O dólar atingiu novamente a casa de R$ 5,20 nesta quarta-feira, 24, acompanhando a alta da moeda norte-americana no exterior. Investidores procuraram ativos considerados mais seguros, marcando a segunda sessão consecutiva de fuga para o dólar e para títulos dos EUA.
Às 9h26, o dólar à vista subia 0,46%, vendido a R$ 5,2100. No mercado futuro da B3, o contrato de julho, o mais negociado, avançava 0,42%, a R$ 5,2150.
Segundo dia de busca por proteção
Na terça-feira, o dólar fechou em alta de 0,87%, aos R$ 5,1859, em meio a uma venda generalizada de ações e à demanda por ativos de proteção. Investidores globais teriam privilegiado a segurança de títulos dos EUA.
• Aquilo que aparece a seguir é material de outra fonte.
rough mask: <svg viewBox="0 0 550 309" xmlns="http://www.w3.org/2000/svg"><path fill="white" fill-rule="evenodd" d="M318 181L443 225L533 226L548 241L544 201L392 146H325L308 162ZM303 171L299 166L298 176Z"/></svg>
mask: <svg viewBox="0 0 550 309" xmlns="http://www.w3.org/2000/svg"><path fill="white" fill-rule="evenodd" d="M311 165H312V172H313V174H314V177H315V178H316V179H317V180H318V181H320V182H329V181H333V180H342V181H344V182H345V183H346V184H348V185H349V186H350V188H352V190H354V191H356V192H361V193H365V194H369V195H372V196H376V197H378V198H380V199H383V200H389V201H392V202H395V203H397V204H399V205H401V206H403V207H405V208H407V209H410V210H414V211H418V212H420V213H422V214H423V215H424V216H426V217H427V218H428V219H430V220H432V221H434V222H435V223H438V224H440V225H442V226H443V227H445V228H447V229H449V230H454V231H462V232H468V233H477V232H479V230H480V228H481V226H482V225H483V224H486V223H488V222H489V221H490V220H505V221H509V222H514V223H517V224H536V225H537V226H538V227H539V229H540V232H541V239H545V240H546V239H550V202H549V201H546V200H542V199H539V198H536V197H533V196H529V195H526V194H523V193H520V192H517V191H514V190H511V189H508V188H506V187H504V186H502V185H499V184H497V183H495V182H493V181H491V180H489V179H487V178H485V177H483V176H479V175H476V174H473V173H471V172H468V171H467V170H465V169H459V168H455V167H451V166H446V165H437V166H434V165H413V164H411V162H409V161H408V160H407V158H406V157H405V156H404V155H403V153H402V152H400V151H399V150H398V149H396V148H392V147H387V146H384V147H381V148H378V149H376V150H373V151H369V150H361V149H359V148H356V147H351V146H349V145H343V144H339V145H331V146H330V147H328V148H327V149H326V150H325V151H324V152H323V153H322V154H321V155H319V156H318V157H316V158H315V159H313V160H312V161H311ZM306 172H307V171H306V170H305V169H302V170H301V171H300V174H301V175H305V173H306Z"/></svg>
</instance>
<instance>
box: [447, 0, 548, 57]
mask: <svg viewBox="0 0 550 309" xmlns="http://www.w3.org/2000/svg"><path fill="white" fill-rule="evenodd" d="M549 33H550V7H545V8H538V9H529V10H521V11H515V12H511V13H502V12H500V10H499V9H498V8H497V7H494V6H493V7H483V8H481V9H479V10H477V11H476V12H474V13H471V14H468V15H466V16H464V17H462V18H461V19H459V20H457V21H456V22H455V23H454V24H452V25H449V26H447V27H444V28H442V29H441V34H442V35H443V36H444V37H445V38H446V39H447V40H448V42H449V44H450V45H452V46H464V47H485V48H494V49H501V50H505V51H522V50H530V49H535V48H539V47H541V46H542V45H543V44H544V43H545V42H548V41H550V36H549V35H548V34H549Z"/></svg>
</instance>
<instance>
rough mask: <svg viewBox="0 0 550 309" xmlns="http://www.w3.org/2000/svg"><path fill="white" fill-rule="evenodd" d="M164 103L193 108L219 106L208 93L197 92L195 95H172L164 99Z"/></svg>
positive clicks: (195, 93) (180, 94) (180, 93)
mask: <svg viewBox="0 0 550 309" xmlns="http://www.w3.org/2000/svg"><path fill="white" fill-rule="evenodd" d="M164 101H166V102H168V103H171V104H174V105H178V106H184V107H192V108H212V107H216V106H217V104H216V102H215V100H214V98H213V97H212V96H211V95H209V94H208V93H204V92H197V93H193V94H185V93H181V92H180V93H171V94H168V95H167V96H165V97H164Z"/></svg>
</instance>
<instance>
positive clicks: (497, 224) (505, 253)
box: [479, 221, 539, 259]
A quarta-feira manteve o mesmo viés, com compras em ativos em dólar e em Treasuries, enquanto as bolsas internacionais recuavam. O cenário alimenta a recuperação da divisa norte-americana frente a outras moedas.
Diferencial de juros e cenário externo
No Brasil, o mercado acompanha a perspectiva de alta dos juros pelo Fed em 2026, enquanto o Banco Central pode promover novos cortes da Selic, hoje em 14,25% ao ano. A redução do diferencial de juros entre Brasil e EUA tende a reduzir a atratividade de capitais estrangeiros no país.
Para especialistas, se o dólar romper R$ 5,20, há potencial de alta até a faixa de R$ 5,30 a R$ 5,35, dado o atual movimento de alta de médio prazo. O cenário reforça a cautela entre investidores locais.